We were recently hired to do a security review of the WordPress plugin Beautiful Cookie Consent Banner – Premium Add-On.

If you want a security review of plugins you use, when you become a paying customer of our service, you can start suggesting and voting on plugins to get security reviews from us. For those already using the service that haven’t already suggested and voted for plugins to receive a review, you can start doing that here. You can use our tool for doing limited automated security checks of plugins to see if plugins you are using have possible issues that would make them good candidates to get a review. You can also order a review of a plugin separately from our main service.

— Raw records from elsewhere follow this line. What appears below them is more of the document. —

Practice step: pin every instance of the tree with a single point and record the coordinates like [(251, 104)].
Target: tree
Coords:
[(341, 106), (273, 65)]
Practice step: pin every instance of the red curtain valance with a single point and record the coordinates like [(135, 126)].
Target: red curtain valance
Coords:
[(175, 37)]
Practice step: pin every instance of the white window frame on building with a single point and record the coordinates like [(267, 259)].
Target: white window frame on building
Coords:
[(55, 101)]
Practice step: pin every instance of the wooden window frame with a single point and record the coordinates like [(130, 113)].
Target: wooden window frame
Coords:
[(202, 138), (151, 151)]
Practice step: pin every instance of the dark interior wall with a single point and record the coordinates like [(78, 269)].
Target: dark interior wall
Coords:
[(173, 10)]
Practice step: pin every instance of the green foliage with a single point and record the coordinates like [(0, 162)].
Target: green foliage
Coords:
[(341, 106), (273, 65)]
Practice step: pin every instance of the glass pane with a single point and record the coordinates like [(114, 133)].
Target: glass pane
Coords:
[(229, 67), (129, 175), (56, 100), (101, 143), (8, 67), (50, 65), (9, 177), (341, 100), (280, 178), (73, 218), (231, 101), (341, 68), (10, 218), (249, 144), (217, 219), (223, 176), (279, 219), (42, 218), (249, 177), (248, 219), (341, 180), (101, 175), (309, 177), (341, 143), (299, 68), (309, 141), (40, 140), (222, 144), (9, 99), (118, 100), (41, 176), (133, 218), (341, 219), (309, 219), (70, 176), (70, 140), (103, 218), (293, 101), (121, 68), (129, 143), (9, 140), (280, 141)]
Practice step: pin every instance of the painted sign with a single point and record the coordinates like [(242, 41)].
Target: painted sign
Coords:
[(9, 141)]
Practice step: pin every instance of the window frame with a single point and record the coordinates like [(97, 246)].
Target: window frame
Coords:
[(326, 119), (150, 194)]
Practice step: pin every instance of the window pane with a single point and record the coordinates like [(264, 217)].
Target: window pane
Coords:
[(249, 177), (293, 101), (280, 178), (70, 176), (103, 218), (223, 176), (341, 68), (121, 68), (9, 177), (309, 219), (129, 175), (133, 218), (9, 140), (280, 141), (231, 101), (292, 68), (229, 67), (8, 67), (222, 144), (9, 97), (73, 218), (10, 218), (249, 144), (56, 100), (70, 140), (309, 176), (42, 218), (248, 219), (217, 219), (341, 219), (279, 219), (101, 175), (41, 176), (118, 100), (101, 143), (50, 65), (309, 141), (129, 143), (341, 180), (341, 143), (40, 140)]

The review was done on version 1.7.1 of Beautiful Cookie Consent Banner – Premium Add-On. We checked for the following issues during this review:

• Insecure file upload handling (this is the cause of the most exploited type of vulnerability, arbitrary file upload)
• Deserialization of untrusted data
• Security issues with functions accessible through WordPress’ AJAX functionality (those have and continued to be a common source of disclosed vulnerabilities)
• Security issues with functions accessible through WordPress’ REST API (those have started to be a source of disclosed vulnerabilities)
• Persistent cross-site scripting (XSS) vulnerabilities in the frontend portions of the plugin and in the admin portions accessible to users with the Author role or below
• Cross-site request forgery (CSRF) vulnerabilities in the admin portion of the plugin
• SQL injection vulnerabilities (the code that handles requests to the database)
• Reflected cross-site scripting (XSS) vulnerabilities
• Security issues with functions accessible through any of the plugin’s shortcodes
• Security issues with functions accessible through any of the plugin’s blocks
• Security issues with functions accessible through the admin_action action
• Security issues with functions accessible through the admin_init action
• Security issues with functions accessible through the admin_post action
• Security issues with import/export functionality
• Security issues with usage of the is_admin() function
• Security issues with usage of the add_option(), delete_option(), and update_option() functions
• Security issues with usage of the update_user_meta() and wp_update_user () functions
• Security issues with usage of the extract() function
• Lack of IP address validation
• Proper usage of sanitize_callback when using register_setting() to register settings.
• CSV injection
• Host header injection vulnerabilities
• Lack of protection against unintended direct access of PHP files
• Insecure and unwarranted requests to third-party websites
• Any additional possible issues identified by our Plugin Security Checker

Results

We found the plugin had several places where security could be improved, which are detailed below. The developer released version 1.8.0, which addresses those.

Sanitization and Validation

A function in the plugin returned a value possibly based on user input, as HTTP_X_FORWARDED_HOST and HTTP_HOST $_SERVER variables can come from user input. There wasn’t sanitization and or validation done on that. The function wasn’t being used, so the code was never accessed by the plugin. That function has now been removed.

A function in the plugin tries to get the IP address of a request using various $_SERVER variables. Except for one of those, they can be set by the person sending the request. The code sanitizes the value, but it would likely be more appropriate to validate that the value is indeed an IP address. The code was changed to implement that validation unless there is more than one IP address included in the value.

Lack of Protection Against Direct Access to PHP Files

Two of the plugin’s .php files that didn’t appear to be intended to be directly accessed contained protection against direct access, but others were missing that. We didn’t see anything that could be exploited in the files without the restriction in place, but restricting access to them would ensure that there isn’t any issue with that. That protection has now been added.